Pode provar, é “sem compromisso”, e logo te conta a história da tal da fruta, da sua relação com os Astecas e como ela é usada até para emagrecer. Você experimenta um pedaço, bem generoso. Está deliciosa. É tudo aquilo que o vendedor te prometeu e um pouco mais. Na verdade, ela é tão boa, que você quer levar uma porção inteira pra casa. Mas ela é bem cara, afinal, é importada. Não importa. Vale o preço. Afinal, não é todo dia que você pode provar algo tão delicioso. Além do mais, você se sentiria mal de não levar uma porção inteira pra casa, o vendedor foi tão bacana com você, tão gentil… E ele levaria prejuízo se, depois de comer um pedaço tão grande da fruta, você não levasse nada pra casa, não é mesmo? E você não quer isso. Você se importa com ele. Você quer ajudá-lo e ainda por cima, levar pra casa aquele fruto dos deuses. Você sabe que todos vão adorar. Não tem nada a perder. Você vai ajudar e ser ajudado.

Ok. Decidido. “Vou levar.”
Essa situação, é real, já aconteceu comigo e talvez tenha acontecido com você. E eu tenho certeza de que você saiu pensando que comprou a tal da fruta porque quis. Não podia estar mais longe da verdade. Aconteceu nessa história o que acontece com a gente o tempo todo. O seu cérebro te enganou. Você não queria experimentar e muito menos comprar. Mas ele fez com que você se sentisse bem com isso, sem culpa. Porque? Seu cérebro criou uma narrativa que justificasse a sua ação e por isso, você saiu da história sentindo que fez o certo. É capaz até de voltar a comprar a tal da Pitaya. Mas como isso acontece? Bom, um cara chamado Maclean teorizou nos anos 1970 que o ser humano tem três tipos de cérebro dentro da nossa cabeça, o sistema límbico, o Neocórtex e o mais antigo de todos, o reptiliano, que é chamado assim porque ele engloba os nossos instintos. E quando algo atinge essa área do cérebro, a gente não costuma analisar com cuidado.

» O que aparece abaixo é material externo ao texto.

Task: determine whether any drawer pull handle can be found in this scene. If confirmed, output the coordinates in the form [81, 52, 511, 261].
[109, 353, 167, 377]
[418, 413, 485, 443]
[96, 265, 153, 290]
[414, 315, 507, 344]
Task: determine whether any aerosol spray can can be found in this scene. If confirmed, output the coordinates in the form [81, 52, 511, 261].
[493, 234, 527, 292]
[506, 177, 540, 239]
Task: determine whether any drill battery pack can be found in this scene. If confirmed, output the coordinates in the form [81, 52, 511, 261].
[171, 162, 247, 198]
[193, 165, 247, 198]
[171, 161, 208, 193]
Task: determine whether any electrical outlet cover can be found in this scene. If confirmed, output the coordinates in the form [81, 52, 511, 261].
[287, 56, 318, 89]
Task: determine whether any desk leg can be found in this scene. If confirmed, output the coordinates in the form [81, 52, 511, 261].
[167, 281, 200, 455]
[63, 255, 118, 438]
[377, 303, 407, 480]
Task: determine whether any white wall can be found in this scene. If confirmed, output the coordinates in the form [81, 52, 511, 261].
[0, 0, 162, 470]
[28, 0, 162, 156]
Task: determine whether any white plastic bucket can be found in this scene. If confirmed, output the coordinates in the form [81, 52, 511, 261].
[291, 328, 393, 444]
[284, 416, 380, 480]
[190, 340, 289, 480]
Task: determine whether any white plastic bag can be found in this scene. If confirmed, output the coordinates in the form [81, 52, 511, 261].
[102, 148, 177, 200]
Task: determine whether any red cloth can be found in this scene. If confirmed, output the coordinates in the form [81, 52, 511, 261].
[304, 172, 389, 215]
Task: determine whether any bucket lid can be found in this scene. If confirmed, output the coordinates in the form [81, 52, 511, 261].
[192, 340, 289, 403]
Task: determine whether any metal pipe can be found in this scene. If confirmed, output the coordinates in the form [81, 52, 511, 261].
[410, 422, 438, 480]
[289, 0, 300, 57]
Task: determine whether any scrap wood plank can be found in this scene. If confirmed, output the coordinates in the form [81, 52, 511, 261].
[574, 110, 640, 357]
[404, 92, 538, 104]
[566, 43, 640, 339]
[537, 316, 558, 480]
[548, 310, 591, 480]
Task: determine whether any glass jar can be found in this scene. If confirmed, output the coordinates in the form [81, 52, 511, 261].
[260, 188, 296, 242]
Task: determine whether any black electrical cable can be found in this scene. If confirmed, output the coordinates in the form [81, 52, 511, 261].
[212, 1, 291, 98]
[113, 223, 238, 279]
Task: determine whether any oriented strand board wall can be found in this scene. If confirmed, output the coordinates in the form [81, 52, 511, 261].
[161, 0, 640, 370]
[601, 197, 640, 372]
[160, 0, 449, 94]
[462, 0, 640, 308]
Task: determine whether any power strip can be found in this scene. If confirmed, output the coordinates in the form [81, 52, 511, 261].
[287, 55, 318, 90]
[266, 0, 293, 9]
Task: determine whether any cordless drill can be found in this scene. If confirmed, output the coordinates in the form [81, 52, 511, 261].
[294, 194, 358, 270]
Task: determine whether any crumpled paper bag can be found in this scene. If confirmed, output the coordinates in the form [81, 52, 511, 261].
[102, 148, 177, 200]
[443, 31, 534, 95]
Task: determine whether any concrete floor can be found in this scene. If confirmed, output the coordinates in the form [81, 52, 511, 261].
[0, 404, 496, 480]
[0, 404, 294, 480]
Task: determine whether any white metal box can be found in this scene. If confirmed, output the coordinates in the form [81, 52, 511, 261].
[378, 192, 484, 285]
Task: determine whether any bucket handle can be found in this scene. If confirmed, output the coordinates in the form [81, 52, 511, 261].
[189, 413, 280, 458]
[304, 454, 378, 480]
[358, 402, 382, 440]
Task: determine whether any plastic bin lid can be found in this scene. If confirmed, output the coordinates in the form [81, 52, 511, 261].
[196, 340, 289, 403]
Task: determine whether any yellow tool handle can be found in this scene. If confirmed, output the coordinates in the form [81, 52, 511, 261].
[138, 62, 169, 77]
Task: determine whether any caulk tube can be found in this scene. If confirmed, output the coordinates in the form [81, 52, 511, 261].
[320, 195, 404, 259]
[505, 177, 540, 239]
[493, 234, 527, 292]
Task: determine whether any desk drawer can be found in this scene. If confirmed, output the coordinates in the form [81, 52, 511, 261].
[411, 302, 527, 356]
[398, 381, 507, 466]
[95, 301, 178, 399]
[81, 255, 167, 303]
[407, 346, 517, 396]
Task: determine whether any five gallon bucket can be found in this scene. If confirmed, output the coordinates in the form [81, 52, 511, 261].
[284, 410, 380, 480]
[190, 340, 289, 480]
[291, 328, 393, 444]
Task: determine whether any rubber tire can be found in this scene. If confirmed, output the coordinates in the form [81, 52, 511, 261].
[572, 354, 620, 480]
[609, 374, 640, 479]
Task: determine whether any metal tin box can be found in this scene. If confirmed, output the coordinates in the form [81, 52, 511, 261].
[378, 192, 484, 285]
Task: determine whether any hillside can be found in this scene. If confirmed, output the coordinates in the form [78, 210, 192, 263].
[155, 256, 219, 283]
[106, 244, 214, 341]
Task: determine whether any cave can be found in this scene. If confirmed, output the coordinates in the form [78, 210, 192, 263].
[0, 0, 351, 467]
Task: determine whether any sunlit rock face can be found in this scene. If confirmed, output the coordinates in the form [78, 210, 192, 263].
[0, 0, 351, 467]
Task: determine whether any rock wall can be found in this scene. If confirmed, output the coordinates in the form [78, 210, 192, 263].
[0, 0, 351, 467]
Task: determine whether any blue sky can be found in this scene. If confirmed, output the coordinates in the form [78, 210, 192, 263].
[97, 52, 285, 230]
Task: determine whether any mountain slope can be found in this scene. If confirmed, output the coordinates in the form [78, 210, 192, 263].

Nós só agimos. E adivinha?

O vendedor também não é tão bonzinho nesse processo. Ele pode não ter nenhum treinamento em vendas, mas ele sabe, mesmo que intuitivamente, exatamente o que está fazendo e qual vai ser o resultado. Isso porque ele entende que algumas comunicações funcionam de forma diferente das demais. E você tem sido abordado por esse tipo de comunicação que não deixa opção já faz tempo, você só não sabia disso. Elas fazem com que você tome atitudes que de outra forma, não tomaria. E tem até um nome para elas: Os Gatilhos Mentais.

Existem diversos e cada um tem a sua história e a sua maneira de passar pelas defesas do cérebro sem que você note. Esse, que usei no exemplo acima, é conhecido como o Gatilho da Reciprocidade, e ele está bem presente no seu dia a dia. Quantas vezes você já recebeu um material tão fantástico gratuito, seja um Livro, um vídeo ou qualquer outra coisa, que sentiu a necessidade de devolver a gratidão?
Essa é uma das estratégias mais antigas e mais conhecidas da história da humanidade. Dar para receber. Tem gente que conhece isso com o nome de lead Magnet, outros usam nome de isca digital. E tem que nem perceba esse fenômeno como um gatilho mental, o da reciprocidade. E isso explica porque a sua estratégia de lead magnets não está funcionando.

Eu explico:
A maior parte das pessoas trata um lead magnet não como um gatilho mental, mas como se fosse uma mera formalidade, um passo obrigatório do funil para gerar leads. E por isso, seu material acaba mesmo é na lixeira do computador do pessoal. A real é que o formato pouco importa, você precisa levar um conteúdo de qualidade tão boa, que faça com que a pessoa que leu se sinta realmente agradecida ao receber seu eBook. Não entre no modo automático e esqueça qual é o sentido da criação daquele material, assim como o vendedor da feira, nem por um instante esqueceu o que ele queria quando te ofereceu aquela pitaya. Eu tenho certeza de que um dia, você vai ser tão bom nisso quanto o vendedor de frutas da feira.